Alors que le transporteur allemand Hapag Lloyd a également vu les goulets d'étranglement des livraisons et les prix du fret se détendre au deuxième trimestre, la grande inconnue pour le secteur est de savoir combien de temps prendra le retour à des calendriers de livraison plus fiables.

L'analyste de la chaîne d'approvisionnement Sea-Intelligence a déclaré que l'embouteillage actuel n'avait pas de précédent mais que l'expérience passée suggérait qu'il faudrait 8 à 9 mois pour que les réseaux des ports et de l'arrière-pays se rétablissent.

"Cela dit, le marché ne montre aucune indication que nous nous sommes engagés sur la voie de la résolution", a déclaré Alan Murphy, PDG de Sea-Intelligence, dans une analyse des tendances actuelles comparées aux données passées sur les retards moyens des navires causés par les perturbations.

PAS COMME AVANT LA COVID

Toute résolution dépendra du fait qu'il n'y aura pas d'autres coups portés aux chaînes d'approvisionnement gravement mises à mal.

Ces fragilités ont été mises en évidence jeudi lorsque Toyota, General Motors, Ford et la société mère de Chrysler, Stellantis, ont déclaré que la production avait été touchée dans leurs usines nord-américaines en raison de la pénurie de pièces détachées résultant des protestations des camionneurs canadiens contre les mandats de lutte contre la pandémie.

Entre-temps, des responsables japonais, allemands et du Fonds monétaire international ont tous fait part de leurs inquiétudes quant à une aggravation des goulets d'étranglement si la politique chinoise du zéro-COVID - qui a notamment consisté à boucler des villes entières - est déployée dans son intégralité contre les épidémies locales d'Omicron.

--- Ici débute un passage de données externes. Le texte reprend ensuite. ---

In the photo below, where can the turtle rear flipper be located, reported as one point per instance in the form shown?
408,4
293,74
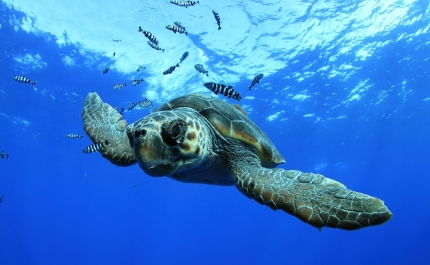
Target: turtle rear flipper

Pour le consommateur, il faudra un certain temps avant de voir un relâchement tangible des pressions de la chaîne d'approvisionnement - et il ne doit pas nécessairement s'attendre à un retour aux niveaux pré-pandémiques de prix ou de disponibilité.

Les dirigeants des constructeurs automobiles et d'autres fabricants disent qu'ils s'attendent à ce que les prix d'une série de matières premières augmentent au cours de l'année, mais ils sont convaincus qu'ils pourront augmenter les prix de leurs produits pour couvrir une partie ou la totalité de l'augmentation.

Le fabricant américain de motos Harley-Davidson a déclaré qu'il se débrouillait avec un stock beaucoup plus limité en mettant en place un système de réservation pour que les clients puissent commander des motos.

Jens Bjorn Andersen, directeur général du groupe de transport et de logistique DSV, a déclaré que la dislocation avait été si complète que, quoi qu'il en ressorte, le secteur ne sera plus le même qu'avant COVID-19.

Il a ajouté : "Je n'utilise jamais le mot normalisation".